Recent advances in medical image analysis, especially deep learning, have enabled the automation of these standard measurements. These approaches have demonstrated accuracy comparable to expert annotations while significantly reducing analysis time and improving reproducibility. More specifically, our group has introduced the AORta Automated Measurement (AORAM) tool capable of such measurements [3]. Despite these developments, standard clinical metrics provide only a limited description of the aorta, reducing a complex three-dimensional structure to a few local measurements. Growing evidence in the literature suggests that aortic disease is influenced by global morphology and geometric variability that are not captured by diameter alone. For example, aortic arch morphology has been associated with disease development and risk [4], while metrics such as aortic root acircularity quantify deviations from ideal cross-sectional geometry and capture subtle structural changes [5]. These observations motivate extending current aortic characterization frameworks beyond standard clinical measurements.
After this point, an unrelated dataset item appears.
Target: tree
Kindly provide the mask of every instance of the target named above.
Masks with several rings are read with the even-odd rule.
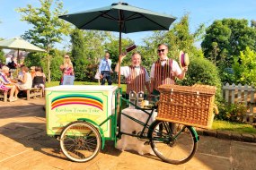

Building on an existing automated pipeline for extracting guideline-based metrics, this project aims to integrate advanced morphological descriptors that capture both local and global properties of the aorta.
Kind of work 
The main objective is to identify, implement, and validate relevant metrics for aortic characterization through our AORta Automated Measurement tool (AORAM).
Specific objectives are to:
(1) identify aorta characterization metrics used in clinical practice and clinical/technical research
(2) implement the most relevant metrics and integrate them in AORAM
(3) validate the implemented aorta characterization metrics
(4) optimize metrics for efficiency and robustness.
Framework of the Thesis 
The project will consist of:

A literature review to identify standard metrics and relevant advanced metrics for aorta characterization.

An analysis of the available datasets that can be used for testing and validating the identified metrics.

Implementing the most relevant metrics for aorta characterization in Python and integrating them with the existing AORAM tool.

Validating metrics on relevant datasets and comparing automated metrics to manual ones.

Optimizing the metrics for efficiency and robustness.